Вид пробуждающегося Рима в пять утра, когда я подъезжал к Трастевере, был великолепен: заря прозрачных зимних солнечных дней на пустынных площадях и улицах обладает какой-то берущей за душу красотой; пока убирают с улиц следы ночных гулянок, благоуханные ароматы кофе, капуччино и сдобных рогаликов вторгаются в воздух, сопровождаемые запахами хлеба и горячей пиццы, вырывающимися на волю из печей; город просыпается, угрюмо потягиваясь, и начинает с несколько недовольной миной трудовой день в надежде, что он не окажется слишком утомительным и скоро подоспеет вечерний отдых. Недаром знаменитая римская пословица гласит: «Пошли мне, Господь, работу, да только сподоби работать как можно меньше!» В Трастевере я подкреплялся чем-нибудь горячим, чтобы потом закончить маршрут обклейки, к шести вернуться домой и вновь отправиться на своем синем мотороллере «пьяджо си» слушать лекции в университете, который, по иронии судьбы, находился неподалеку от железнодорожного вокзала Термини, примерно там, откуда я начинал свой ночной объезд.
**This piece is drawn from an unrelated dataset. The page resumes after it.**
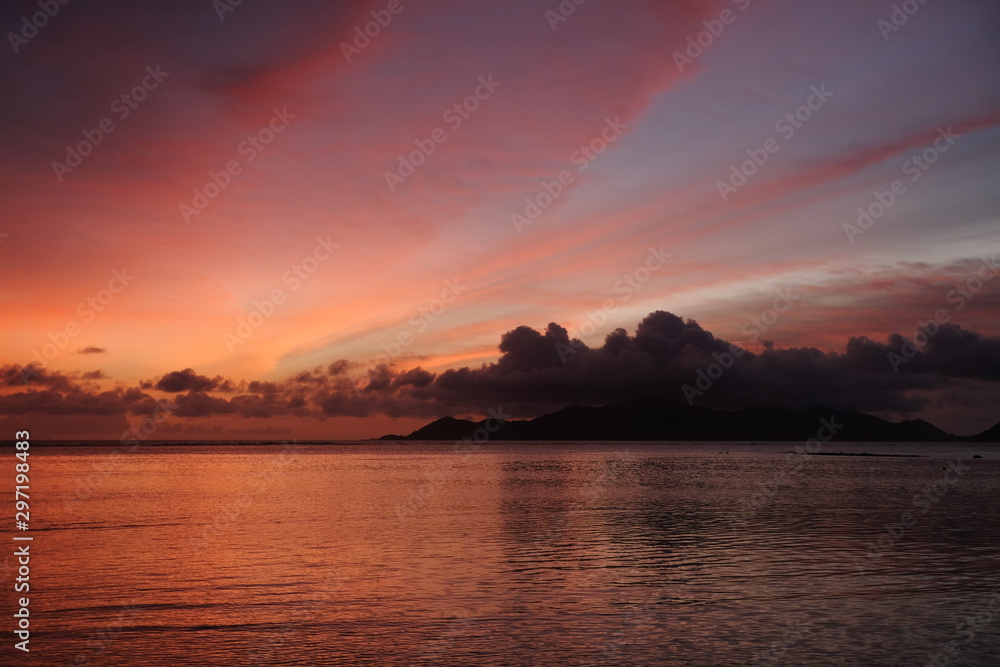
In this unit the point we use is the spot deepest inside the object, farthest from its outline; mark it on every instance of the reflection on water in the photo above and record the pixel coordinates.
(516, 554)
Мне неведомо, сколько человек имели счастье наслаждаться Римом в подобные моменты, но пережить такой опыт я советую каждому.
Увлеченный и околдованный в несчетный раз красотой этого города, в тот вечер я не заметил, как ноги вынесли меня на площадь Санта-Мария-ин-Трастевере с фонтаном в центре, и через минуту я оказался перед восхитительной церковью. Площадь пустовала, и около фонтана не было ни души; точнее говоря, там находилась только одна элегантная девушка, погруженная в чтение книги, с удлиненными линиями и белокурыми волосами, которые делали ее похожей на немку. «Черт, ведь это она!» – подумал я.
Я оказался неготовым; у меня вылетело из головы, что мне предстоит весь вечер разговаривать по-английски и о чем – еще было покрыто мраком неизвестности, я даже не придумал, куда мы пойдем. Я внушил себе: «Трастевере меня спасет!» – и, поскольку пришел раньше, притворился туристом и решил быстро сделать еще круг по окрестностям, надеясь, что Рим за это время придаст мне силы собраться с мыслями.
Однако тот факт, что писательница тоже явилась заранее, показался мне хорошим началом.
Завершив круг, я возвратился на площадь с улицы Сан-Франческо-а-Рипа, вновь оказавшись перед церковью и фонтаном, к которому прислонилась Элизабет с намерением почитать.
Я направился к фонтану. Пока я шел к нему, девушка подняла голову, наши взгляды встретились, и она улыбнулась. Помню, что я разобрал слово «Лука». Настал момент пустить в ход мой фантастический макаронный английский (кто знает, почему используется слово «макаронный», в моем случае точнее было бы назвать мой английский «спагеттарным»…).